Taken at face value, Canada’s trade performance in March didn’t look particularly good.
Exports fell 0.4 per cent for a third consecutive month. Imports dropped 0.6 per cent.
That suggests we’re selling less of what we produce, including autos and oil. And we’re consuming less. Not good.
But National Bank Financial economist Krishen Rangasamy offers a more optimistic spin. He points out that the U.S. trade numbers, also released Thursday, bode well for both the Canadian and global economy.
Real or after-inflation imports surged nearly 6 per cent in the United States in March. And imports of consumer goods were even better – up 8 per cent. U.S. consumers, who make up 70 per cent of the economy, are clearly feeling more confident.
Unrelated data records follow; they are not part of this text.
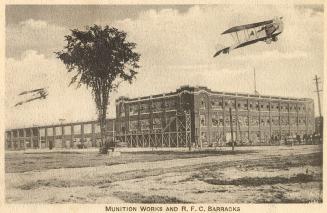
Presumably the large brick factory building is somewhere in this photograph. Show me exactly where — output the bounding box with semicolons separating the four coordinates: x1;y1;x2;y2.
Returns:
5;86;315;150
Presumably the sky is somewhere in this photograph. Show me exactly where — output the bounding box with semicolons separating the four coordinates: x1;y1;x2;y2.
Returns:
5;4;324;128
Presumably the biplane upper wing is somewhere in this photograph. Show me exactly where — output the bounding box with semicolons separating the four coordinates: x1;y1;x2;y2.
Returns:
18;88;45;95
222;20;274;34
15;96;45;107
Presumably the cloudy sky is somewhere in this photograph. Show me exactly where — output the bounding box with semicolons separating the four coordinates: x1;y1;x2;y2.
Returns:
5;5;324;128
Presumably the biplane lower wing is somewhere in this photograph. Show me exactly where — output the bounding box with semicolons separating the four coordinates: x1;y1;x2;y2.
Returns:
213;47;230;57
234;32;281;49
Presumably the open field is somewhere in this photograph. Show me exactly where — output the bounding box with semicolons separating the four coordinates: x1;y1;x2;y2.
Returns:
5;145;322;204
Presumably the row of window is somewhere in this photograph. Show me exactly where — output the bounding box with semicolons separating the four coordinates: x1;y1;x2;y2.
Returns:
200;114;306;127
125;117;178;132
126;99;176;116
200;98;306;111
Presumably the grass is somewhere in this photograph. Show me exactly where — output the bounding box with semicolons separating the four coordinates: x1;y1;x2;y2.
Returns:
5;150;253;173
198;173;321;186
16;153;322;190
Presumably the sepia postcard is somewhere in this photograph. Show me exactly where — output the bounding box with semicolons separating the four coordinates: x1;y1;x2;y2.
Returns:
0;0;326;213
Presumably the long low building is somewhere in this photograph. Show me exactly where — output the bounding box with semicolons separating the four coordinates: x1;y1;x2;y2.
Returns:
5;86;315;150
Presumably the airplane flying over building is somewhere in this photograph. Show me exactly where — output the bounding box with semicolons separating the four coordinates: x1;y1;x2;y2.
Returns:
213;17;283;57
15;88;48;107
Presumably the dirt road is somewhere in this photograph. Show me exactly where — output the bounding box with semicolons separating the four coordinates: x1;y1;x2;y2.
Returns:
5;146;322;203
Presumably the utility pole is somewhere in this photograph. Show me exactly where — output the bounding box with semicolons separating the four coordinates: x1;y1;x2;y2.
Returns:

“Seventy per cent of the U.S. economy is doing okay,” Mr. Rangasamy said in an interview.
That’s good for Canada because 70 per cent of our exports go to the United States.
“The ramp up in U.S. imports suggest that demand in the world’s largest economy remains healthy, a positive not just for Canadian exporters but for global growth as a whole,” Mr. Rangasamy pointed out in a research note.
There are other bright spots in the Canadian trade figures. The country continues to run a small trade surplus – $351-million in March, up from $273-million in February. And the volume of exports (unlike the value) was up 1 per cent.
Over the first three months of the year, imports of machinery and equipment increased at an annual rate of 3.4 per cent, suggesting businesses are taking advantage of the high dollar to retool their plants and invest in technology.